To love or not to love

telechargement-2De trop longs exposés qui ont souvent la fâcheuse tendance à endormir un auditoire résigné mais poli, des cours plus ou moins réussis sur la vie ou l’œuvre de tel auteur, des pièces classiques incontournables que l’on doit obligatoirement avoir lu pendant sa scolarité… voilà pour beaucoup les premiers souvenirs que l’on a du théâtre… Rien de tout cela avec l’adaptation aussi délirante que jouissive que propose la troupe normande du Théâtre des Crescite avec «Mon royaume pour un cheval », une variation ébouriffante de malice autour de «Roméo and Juliet» qui nous offre aussi en prime des digressions aussi farfelues que frappadingues sur Shakespeare ou le contexte historique et social de son époque, que des apparitions chimériques inattendues de Lady Mac Beth, du Roi Lear ou Hamlet himself. Quasiment ni costumes, si ce n’est un code couleur hautement symbolique, rouge Capulet, blanc Montaigu et présence systématique de touches de noir- on connaît tous l’issue dramatique qui attend ces deux jeunes amants de Vérone-, ni décor, mais avec une foule d’accessoires toujours plus improbables, on a droit à un spectacle hors norme où trois comédiens se démultiplient à souhait pour faire vivre cette fresque passionnelle toujours aussi émouvante. Une forme inventive avec force impromptus, interjections façon didascalies en anglais of course et autres interruptions décalées pour sans cesse remettre cette tragédie en perspective, autant d’atouts pour dévoiler une vision de ce texte beaucoup plus subtile, un regard nouveau pour célébrer différemment probablement deux des héros parmi les plus illustres non seulement de la littérature mais aussi de notre imaginaire collectif. Une bluette intemporelle susurrée par Dalida, le générique de la 20th Century Fox et autres anachronismes volontaires soulignent ainsi paradoxalement, avec un clin d’œil complice, l’universalité et la modernité toujours très actuelle de cette histoire douloureuse et intime.

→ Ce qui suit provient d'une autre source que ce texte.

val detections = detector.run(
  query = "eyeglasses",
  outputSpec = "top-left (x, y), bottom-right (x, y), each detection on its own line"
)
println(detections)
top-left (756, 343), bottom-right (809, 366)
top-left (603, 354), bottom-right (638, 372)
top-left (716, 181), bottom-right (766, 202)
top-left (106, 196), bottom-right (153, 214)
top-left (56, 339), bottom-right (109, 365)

L’amour inconditionnel qui ne va pas de soi, sa démesure fusionnelle et charnelle contrariée, sa dimension tragique parce que dévorante, la sensualité implicite qui se heurte aux préjugés de la bienséance, tout cela n’est pas sans écho avec notre époque.           Cette version iconoclaste et sa mise en scène pétillante par Angelo Jossec est une alchimie réussie de plaisir et d’intelligence qui donne la pêche. Une ouverture excellente pour inaugurer  la troisième édition du Festival Novado.